Study design: Preliminary prospective open study.
Patients: Thirty-three consecutive patients due to undergo effective abdominal aortic surgery, assessed by preoperative DE.
Methods: Previous myocardial infarction and atherosclerotic risk factors (RF) were noted. Incremental doses of dobutamine were administered in order to reach 85% of age-predicted maximal heart rate. The occurrence of regional wall motion abnormalities was considered as a positive test. In this case a coronary angiography was performed.

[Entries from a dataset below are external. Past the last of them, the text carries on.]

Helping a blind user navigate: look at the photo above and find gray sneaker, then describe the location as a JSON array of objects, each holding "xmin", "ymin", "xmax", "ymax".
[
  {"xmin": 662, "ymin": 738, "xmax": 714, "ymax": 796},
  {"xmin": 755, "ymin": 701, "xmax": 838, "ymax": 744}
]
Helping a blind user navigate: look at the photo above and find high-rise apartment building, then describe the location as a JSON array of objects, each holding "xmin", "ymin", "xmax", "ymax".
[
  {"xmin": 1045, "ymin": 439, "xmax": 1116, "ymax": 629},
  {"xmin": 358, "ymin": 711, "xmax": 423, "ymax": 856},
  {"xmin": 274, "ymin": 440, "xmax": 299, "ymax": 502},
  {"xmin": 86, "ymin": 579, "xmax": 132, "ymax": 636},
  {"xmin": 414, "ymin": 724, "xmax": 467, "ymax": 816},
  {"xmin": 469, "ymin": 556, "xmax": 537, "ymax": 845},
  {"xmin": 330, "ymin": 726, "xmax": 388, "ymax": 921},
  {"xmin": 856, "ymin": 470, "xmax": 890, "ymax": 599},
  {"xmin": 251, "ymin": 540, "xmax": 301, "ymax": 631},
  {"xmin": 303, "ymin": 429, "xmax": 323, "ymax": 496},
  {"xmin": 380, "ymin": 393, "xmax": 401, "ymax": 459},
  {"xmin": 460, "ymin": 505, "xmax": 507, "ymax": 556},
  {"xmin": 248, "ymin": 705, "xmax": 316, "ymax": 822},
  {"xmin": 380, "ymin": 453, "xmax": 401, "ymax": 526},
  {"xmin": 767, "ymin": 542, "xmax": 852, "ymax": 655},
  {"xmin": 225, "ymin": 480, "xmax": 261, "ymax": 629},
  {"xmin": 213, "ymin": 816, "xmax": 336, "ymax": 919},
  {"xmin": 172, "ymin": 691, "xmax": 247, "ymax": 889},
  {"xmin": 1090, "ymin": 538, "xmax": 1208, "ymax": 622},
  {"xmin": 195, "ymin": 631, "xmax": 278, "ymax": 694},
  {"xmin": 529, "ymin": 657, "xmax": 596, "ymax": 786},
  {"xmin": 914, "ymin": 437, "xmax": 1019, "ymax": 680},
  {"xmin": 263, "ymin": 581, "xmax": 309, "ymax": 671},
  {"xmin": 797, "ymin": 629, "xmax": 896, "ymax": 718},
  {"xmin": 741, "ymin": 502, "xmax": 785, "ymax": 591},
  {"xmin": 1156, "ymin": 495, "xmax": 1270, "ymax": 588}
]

Results: Four patients had a history of angina pectoris. DE was not interpretable in five patients. Among the patients without symptoms, 12 had three RF or more, 12 had less than three RF. In eight patients with a positive test, coronary angiography showed one or more significant main coronary artery stenoses. All patients with angina pectoris had a positive test. None of patients without symptoms and less than three RF had a positive test, one third of patients with no symptomatology but with three RF or more had a positive test (P < 0.05).
Conclusion: DE has the ability to identify patients with asymptomatic CAD. DE is recommended in patients with high probability of CAD, i.e. with three RF or more.